Linus 2 70104 www.quartettogelato.ca
Quartetto Gelato returns with a soulful collection of Latin American selections. Both joy and tragedy have resulted in personnel changes for this much loved Canadian ensemble. Cellist Kristina Cooper has left for marriage and parenthood. The untimely death of founding member oboist Cynthia Steljes is extremely gripping – both as a musician and individual she was a bright light in the musical community and is deeply missed. It is with gratitude that we note the superb playing of these two on Meditango and BesameMMucho in this new release.

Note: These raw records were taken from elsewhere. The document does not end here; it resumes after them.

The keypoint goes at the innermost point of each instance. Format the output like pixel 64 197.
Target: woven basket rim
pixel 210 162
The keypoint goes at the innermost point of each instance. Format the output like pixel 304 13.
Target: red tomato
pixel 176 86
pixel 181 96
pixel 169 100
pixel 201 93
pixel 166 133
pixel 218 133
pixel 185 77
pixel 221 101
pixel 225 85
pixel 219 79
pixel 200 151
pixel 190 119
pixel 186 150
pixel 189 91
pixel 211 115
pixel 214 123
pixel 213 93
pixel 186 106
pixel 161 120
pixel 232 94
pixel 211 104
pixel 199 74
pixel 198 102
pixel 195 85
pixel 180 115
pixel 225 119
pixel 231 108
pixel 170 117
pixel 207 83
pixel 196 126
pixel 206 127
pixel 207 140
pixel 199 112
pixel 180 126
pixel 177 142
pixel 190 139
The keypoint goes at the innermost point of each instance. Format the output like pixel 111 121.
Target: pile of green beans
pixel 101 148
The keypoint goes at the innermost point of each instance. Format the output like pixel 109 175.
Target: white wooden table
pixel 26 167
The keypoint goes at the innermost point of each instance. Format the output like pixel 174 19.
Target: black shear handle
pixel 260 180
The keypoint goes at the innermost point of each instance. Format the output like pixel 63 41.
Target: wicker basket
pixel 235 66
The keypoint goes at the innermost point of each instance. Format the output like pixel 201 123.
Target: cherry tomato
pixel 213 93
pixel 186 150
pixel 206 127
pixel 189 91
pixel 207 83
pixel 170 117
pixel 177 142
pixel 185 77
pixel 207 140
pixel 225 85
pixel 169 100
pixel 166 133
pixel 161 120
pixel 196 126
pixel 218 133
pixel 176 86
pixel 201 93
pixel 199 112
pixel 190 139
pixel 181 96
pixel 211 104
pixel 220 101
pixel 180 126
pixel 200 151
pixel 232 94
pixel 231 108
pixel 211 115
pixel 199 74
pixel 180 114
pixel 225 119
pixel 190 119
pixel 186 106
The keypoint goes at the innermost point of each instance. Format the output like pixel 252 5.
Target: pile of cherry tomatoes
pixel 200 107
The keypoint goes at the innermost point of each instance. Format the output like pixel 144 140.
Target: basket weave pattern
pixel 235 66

New QG members cellist Carina Reeves and clarinettist Kornel Wolak join violinist/tenor Peter De Sotto and accordionist Alexander Sevastian to continue the ensemble’s musical journeys. The tight ensemble playing, astute musicality and sheer happiness illuminate each track. The selections featured should be familiar to most listeners. Tico Tico is a rhythmic joy to listen to with Sevastian’s florid accordion work. Wolak melts the aural senses in Um a Zero while De Sotto charms his way through Manha De Carnival. I wish that cellist Carina Reeves could be heard in the forefront more often - her supportive playing is superb but her elegant performance as a lead instrumentalist is underutilized. A number of special guests are featured including the wonderful Penderecki String Quartet.
Quartetto Gelato’s music is extremely appealing. It is the choice of repertoire combined with an esoteric musical approach that makes the unmistakable sound so lovely. Yes, you have probably heard most of the tunes on “Musica Latina” thousands of times before. You just haven’t heard them the Quartetto Gelato way!
Daphne Marlatt; Robert Minden;
Otter Sound OB 105 (www.LostSound.com)
Capturing the historical essence of a west coast fishing community, Daphne Marlatt’s long poem Steveston was published in 1974 as a much-acclaimed book with photographs by Robert Minden. For this recording, Marlatt reads passages from that work as well as the postscript added to the 2001 edition. With an evocative soundscape composed and performed by Minden and Carla Hallett, the images of a “boom and bust” town at the mouth of the Fraser River centered around fishing boats and cannery and the psychological states of its inhabitants are brought to life with qualities ranging from eerie trepidation to awestruck wonder. The quality and pacing of Marlatt’s voice is superb and a striking similarity between her speaking voice and Hallett’s singing makes for a beautifully seamless transition in the narrative flow. Minden’s photographic talent translates very well to the evocation of visual imagery through sound. The music is sparse but highly effective with mechanical noise set against the rippling and twinkling of water and light, together with haunting depictions of mysterious and erotic undercurrents mixed with the gentle beauty of the night sky. Pure poetry, pure sound, shifting the listener’s consciousness to the depths of pure feeling.